On Nov. 7, UK Treasury issued overseas insurance regime regulations.
UK Treasury published The insurance and reinsurance undertakings (overseas insurance regime, transitional provisions, etc.) regulations 2024 (StIn 2024/1116).
These regulations make a series of technical amendments to secondary legislation relating to the prudential regulation of insurance firms in the UK to ensure that it continues to function following implementation of the solvency II reforms.
Overseas Regime
The overseas regime provided for by this instrument is intended to replicate the scope and effect of existing decisions that grant equivalence to other jurisdictions in relation to reinsurance contracts, group solvency or capital requirements rules.
From Dec. 31, 2024, insurance firms who want to use certain methodologies for calculating capital requirements, or to include certain ancillary forms of capital in their balance sheets, must apply to UK PRA for permission under s.138BA of FSMA 2000.
Section 138BA of the FSMA2000 regulations 2024 (StIn 2024/539) gives UK PRA the power to waive or modify how firms comply with their rules.
Permission to use alternative methodologies to calculate capital requirements, or to include certain forms of ancillary capital in balance sheets, would be granted by exempting firms from complying with certain UK PRA rules via those powers.

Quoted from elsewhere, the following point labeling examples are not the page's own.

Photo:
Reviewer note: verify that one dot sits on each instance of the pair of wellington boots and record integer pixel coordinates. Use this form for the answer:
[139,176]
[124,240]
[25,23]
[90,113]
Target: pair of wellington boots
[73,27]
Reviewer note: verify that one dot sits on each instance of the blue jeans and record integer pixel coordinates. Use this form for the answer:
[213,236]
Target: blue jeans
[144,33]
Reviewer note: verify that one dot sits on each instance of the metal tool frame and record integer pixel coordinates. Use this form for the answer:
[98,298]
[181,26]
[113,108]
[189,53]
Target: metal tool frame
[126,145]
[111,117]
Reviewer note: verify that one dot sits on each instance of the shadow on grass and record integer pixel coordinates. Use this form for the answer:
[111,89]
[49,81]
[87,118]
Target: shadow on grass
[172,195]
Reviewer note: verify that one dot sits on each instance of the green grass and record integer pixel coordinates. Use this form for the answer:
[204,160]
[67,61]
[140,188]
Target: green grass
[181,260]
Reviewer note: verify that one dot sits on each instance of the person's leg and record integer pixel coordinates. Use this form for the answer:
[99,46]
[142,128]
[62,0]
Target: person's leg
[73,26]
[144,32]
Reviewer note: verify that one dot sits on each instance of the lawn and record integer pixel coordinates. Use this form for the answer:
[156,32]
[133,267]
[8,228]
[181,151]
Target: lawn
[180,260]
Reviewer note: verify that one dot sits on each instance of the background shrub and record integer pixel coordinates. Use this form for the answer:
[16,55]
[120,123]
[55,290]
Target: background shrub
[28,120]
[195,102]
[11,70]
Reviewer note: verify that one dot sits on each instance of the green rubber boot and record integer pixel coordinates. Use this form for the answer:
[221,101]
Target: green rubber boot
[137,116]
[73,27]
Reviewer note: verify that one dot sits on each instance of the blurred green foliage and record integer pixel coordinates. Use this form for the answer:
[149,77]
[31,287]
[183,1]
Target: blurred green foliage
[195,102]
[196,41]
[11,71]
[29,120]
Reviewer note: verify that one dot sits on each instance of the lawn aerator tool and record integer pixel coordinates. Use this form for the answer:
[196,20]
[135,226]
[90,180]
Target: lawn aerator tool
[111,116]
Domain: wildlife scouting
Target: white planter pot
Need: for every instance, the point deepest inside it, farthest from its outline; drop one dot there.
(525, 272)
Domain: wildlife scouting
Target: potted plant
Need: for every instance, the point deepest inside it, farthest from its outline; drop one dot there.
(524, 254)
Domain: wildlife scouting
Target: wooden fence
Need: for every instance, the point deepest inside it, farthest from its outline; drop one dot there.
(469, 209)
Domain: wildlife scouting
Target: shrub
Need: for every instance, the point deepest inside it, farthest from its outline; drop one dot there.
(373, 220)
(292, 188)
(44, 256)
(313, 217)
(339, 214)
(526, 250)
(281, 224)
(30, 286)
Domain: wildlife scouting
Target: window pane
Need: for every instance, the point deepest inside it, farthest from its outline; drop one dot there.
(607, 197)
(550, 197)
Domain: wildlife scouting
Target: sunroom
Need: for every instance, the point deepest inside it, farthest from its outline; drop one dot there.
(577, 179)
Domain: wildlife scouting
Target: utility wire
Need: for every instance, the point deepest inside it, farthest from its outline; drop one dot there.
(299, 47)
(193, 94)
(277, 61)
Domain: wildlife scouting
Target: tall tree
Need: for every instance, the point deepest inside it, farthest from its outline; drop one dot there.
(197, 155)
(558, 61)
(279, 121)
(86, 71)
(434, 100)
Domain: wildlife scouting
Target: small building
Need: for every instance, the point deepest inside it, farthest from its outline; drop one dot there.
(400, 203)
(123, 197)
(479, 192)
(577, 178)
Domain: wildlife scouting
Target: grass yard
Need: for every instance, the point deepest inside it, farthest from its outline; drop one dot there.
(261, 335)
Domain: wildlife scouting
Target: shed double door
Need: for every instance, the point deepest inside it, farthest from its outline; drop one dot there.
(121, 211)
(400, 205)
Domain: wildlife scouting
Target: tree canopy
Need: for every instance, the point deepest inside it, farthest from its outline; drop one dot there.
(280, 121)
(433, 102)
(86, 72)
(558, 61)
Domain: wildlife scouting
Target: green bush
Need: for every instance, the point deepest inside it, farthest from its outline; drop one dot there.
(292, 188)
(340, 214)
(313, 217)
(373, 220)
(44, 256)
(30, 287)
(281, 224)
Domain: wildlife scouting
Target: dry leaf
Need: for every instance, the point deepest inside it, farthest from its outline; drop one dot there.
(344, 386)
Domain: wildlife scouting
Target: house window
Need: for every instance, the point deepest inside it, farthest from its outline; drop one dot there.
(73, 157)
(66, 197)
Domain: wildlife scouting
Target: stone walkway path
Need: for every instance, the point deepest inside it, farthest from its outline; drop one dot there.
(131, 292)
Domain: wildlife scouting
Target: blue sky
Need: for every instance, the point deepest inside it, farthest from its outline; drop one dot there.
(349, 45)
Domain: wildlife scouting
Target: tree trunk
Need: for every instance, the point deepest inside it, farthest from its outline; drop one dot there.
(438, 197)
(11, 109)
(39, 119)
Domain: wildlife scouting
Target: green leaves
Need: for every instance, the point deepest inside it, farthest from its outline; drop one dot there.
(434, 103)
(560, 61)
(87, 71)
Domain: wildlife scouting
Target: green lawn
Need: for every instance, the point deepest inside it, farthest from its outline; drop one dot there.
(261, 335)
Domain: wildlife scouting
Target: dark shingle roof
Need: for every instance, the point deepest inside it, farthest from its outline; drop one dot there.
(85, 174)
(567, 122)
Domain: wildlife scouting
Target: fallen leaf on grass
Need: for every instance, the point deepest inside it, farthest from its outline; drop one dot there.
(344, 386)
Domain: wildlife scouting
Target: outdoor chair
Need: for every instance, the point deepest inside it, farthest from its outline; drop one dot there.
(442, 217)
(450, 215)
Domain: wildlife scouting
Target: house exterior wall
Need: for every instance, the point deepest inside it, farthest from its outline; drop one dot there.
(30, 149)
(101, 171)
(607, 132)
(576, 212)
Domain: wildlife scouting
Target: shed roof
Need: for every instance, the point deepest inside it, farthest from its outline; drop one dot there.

This instrument provides that firms who have approval from UK PRA to use alternative methodologies or to include certain ancillary forms of capital immediately before Dec. 31, 2024 under Solvency 2 Regulations 2015, do not have to re-apply from the point at which those regulations are revoked and transferred to UK PRA’s rulebook.
Without this instrument, re-application would take up capacity in insurance firms and UK PRA, which would be costly and time consuming; reapplications would have no practical benefits given firms’ likelihood to be approved under the new wider regime.
The instrument will also introduce a new framework for making overseas recognition decisions for non-UK jurisdictions, and will preserve pre-existing Solvency II overseas recognition decisions assimilated into UK law following EU exit.
The new framework for the overseas insurance regime will allow UK Treasury to make designations recognizing aspects of insurance regulation in relation to reinsurance contracts, group supervision and capital requirement rules in other jurisdictions.
This instrument makes amendments consequential to the revocation of the Solvency 2 Regulations 2015 (StIn 2015/575) to ensure the new regime functions as intended.
Effectiveness
These regulations come into force on Dec. 31, 2024.
From Jan. 1, 2025, if a firm wishes to alter their existing permission or make a new application, they will still have to apply to the UK PRA to do this.